Prenant acte de la fin de la prétention des Etats-Unis à régenter le monde, les Européens doivent maintenant se rapprocher de ce qu’on appelle le Sud Global et contribuer à l’édification d’un monde réellement multipolaire, estime le journaliste et éditorialiste Guillaume Duval.
« Ce sont les hommes qui font l’histoire, mais ils ne savent pas l’histoire qu’ils font », disait fort justement Karl Marx. Il est évidemment trop tôt pour saisir toutes les implications de la victoire de Donald Trump. Il paraît néanmoins très probable qu’une de ses principales conséquences sera, contrairement au slogan de campagne de Trump, de « make America small again », de mettre fin à la prétention impériale des Etats-Unis à régenter le monde. Une prétention qui s’était progressivement développée depuis 1918 pour culminer après 1989.
Malgré sa rhétorique de campagne, la victoire de Trump, c’est d’abord en effet la reconnaissance que les Etats-Unis n’ont plus les moyens de cette ambition impériale, que la société américaine est trop divisée et affaiblie, que les Américains eux-mêmes vont trop mal pour continuer à dépenser des mille et des cents en dehors des Etats-Unis afin de soutenir l’Ukraine et probablement demain défendre Israël ou Taïwan. Obama et Biden avaient déjà engagé ce mouvement en laissant tomber les Syriens et en abandonnant l’Irak et l’Afghanistan, mais Trump va probablement le parachever avec une politique plus radicalement isolationniste.

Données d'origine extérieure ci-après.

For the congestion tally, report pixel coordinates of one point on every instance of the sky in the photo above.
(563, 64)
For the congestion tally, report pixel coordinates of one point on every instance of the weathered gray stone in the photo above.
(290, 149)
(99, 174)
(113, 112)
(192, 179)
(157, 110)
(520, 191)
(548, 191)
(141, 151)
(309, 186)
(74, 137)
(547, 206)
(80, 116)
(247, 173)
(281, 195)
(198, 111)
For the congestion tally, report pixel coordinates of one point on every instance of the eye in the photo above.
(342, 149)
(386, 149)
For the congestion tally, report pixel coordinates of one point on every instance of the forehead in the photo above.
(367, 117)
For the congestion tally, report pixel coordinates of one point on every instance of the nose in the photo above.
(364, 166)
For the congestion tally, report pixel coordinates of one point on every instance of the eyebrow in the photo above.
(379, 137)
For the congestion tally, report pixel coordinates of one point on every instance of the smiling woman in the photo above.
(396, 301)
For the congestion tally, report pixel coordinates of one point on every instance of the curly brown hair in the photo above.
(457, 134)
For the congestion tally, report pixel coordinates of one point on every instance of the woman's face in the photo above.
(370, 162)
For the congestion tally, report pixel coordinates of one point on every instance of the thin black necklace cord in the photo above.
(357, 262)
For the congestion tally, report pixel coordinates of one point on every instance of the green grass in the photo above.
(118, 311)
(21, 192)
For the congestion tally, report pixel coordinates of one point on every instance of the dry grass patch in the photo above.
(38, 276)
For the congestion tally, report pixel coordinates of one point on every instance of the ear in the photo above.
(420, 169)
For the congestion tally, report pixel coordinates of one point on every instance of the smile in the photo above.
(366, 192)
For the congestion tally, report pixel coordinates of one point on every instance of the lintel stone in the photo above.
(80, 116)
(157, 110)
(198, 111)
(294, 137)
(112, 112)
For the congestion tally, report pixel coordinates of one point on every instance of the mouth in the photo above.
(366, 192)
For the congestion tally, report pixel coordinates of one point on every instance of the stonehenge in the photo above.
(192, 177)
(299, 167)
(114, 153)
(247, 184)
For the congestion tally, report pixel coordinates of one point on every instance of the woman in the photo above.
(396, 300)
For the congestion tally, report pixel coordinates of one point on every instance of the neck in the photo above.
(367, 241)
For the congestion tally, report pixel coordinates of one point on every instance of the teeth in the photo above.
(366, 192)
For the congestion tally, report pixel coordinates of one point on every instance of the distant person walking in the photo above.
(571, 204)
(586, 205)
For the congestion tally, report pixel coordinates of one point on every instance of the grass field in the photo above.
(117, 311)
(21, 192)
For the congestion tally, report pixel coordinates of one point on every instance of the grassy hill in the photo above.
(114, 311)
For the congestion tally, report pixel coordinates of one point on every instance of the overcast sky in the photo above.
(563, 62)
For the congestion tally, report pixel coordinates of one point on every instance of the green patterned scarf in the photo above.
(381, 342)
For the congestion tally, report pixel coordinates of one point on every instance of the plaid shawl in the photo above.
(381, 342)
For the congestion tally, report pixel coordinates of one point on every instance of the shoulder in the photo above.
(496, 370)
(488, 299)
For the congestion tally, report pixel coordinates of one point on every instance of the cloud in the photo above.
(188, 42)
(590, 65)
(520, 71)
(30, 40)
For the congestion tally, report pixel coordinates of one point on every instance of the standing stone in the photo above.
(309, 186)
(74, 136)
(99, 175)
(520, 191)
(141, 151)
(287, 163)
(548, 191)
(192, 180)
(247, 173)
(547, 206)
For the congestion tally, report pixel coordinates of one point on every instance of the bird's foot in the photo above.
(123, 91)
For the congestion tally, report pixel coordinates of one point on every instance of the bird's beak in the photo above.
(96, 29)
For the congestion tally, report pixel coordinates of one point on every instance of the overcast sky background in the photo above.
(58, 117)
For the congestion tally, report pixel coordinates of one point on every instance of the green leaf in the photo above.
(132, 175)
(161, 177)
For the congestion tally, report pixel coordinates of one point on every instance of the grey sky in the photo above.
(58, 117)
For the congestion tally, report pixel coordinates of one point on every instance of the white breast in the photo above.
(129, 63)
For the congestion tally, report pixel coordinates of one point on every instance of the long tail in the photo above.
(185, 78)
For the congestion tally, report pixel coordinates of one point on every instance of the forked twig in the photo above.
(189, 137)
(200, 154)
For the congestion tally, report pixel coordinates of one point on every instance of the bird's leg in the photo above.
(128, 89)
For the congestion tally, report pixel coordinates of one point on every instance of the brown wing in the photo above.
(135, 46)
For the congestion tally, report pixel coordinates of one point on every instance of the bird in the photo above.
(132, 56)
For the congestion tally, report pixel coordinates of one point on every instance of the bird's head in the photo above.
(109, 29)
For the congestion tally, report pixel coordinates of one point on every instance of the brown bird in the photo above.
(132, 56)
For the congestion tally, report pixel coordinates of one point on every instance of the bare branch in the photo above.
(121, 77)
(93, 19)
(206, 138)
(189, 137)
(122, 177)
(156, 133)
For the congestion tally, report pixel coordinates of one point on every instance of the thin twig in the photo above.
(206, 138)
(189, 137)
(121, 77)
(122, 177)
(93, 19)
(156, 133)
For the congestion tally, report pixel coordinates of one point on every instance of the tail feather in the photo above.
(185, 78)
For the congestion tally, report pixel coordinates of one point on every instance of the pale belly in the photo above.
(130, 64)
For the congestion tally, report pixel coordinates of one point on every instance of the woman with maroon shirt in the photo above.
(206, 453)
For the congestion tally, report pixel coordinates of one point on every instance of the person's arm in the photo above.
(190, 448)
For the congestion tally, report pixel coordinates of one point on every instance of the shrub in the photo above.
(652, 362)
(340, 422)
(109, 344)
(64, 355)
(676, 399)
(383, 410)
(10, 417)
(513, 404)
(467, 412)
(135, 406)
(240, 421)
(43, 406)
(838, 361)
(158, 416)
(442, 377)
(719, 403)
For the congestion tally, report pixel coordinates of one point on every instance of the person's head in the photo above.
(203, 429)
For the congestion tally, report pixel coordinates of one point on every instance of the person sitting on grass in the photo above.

Les Américains peuvent se le permettre. Ils sont autonomes en gaz et en pétrole et n’ont que deux voisins immédiats : le Canada et le Mexique. D’une certaine façon c’est évidemment une bonne chose compte tenu des multiples c… que les Etats-Unis ont fait un peu partout dans le monde au nom de cet imperium (même si bien sûr nous devons aussi leur rester éternellement reconnaissants d’avoir par trois fois sauvé la démocratie en Europe au XXe siècle pendant les deux guerres mondiales et pendant la guerre froide). Sans parler aussi des dégâts considérables qu’a faits sur toute la planète l’extension du mode de vie et de consommation américain, du fait du soft power associé à cet imperium, en termes de pollution, de dégradation des relations sociales et de (mauvaise) santé publique.
La question centrale dans ce contexte est bien sûr celle de savoir qui va combler ce vide à l’avenir. S’il s’agit de la Chine dictatoriale de Xi Jinping, nous n’aurons évidemment pas vraiment gagné au change. Mais le pire n’est pas toujours sûr : la Chine de Xi Jinping, vieillissante, en crise économique et sociale profonde est probablement plus faible qu’elle n’en a l’air. Si ce qui succède à l’imperium américain est plutôt au contraire un monde durablement multipolaire sans hegemon clairement dominant, cela pourrait peut-être permettre de construire cette fois un véritable multilatéralisme où chacun pourrait trouver sa place. Et c’est à cela que les Européens doivent travailler maintenant. Mais cela implique de faire de gros efforts pour nous rapprocher de ce qu’on appelle le Sud Global. Alors que la politique européenne en matière de migration comme le soutien apporté au régime de Netanyahou ont au contraire dressé ces pays contre nous toutes ces dernières années.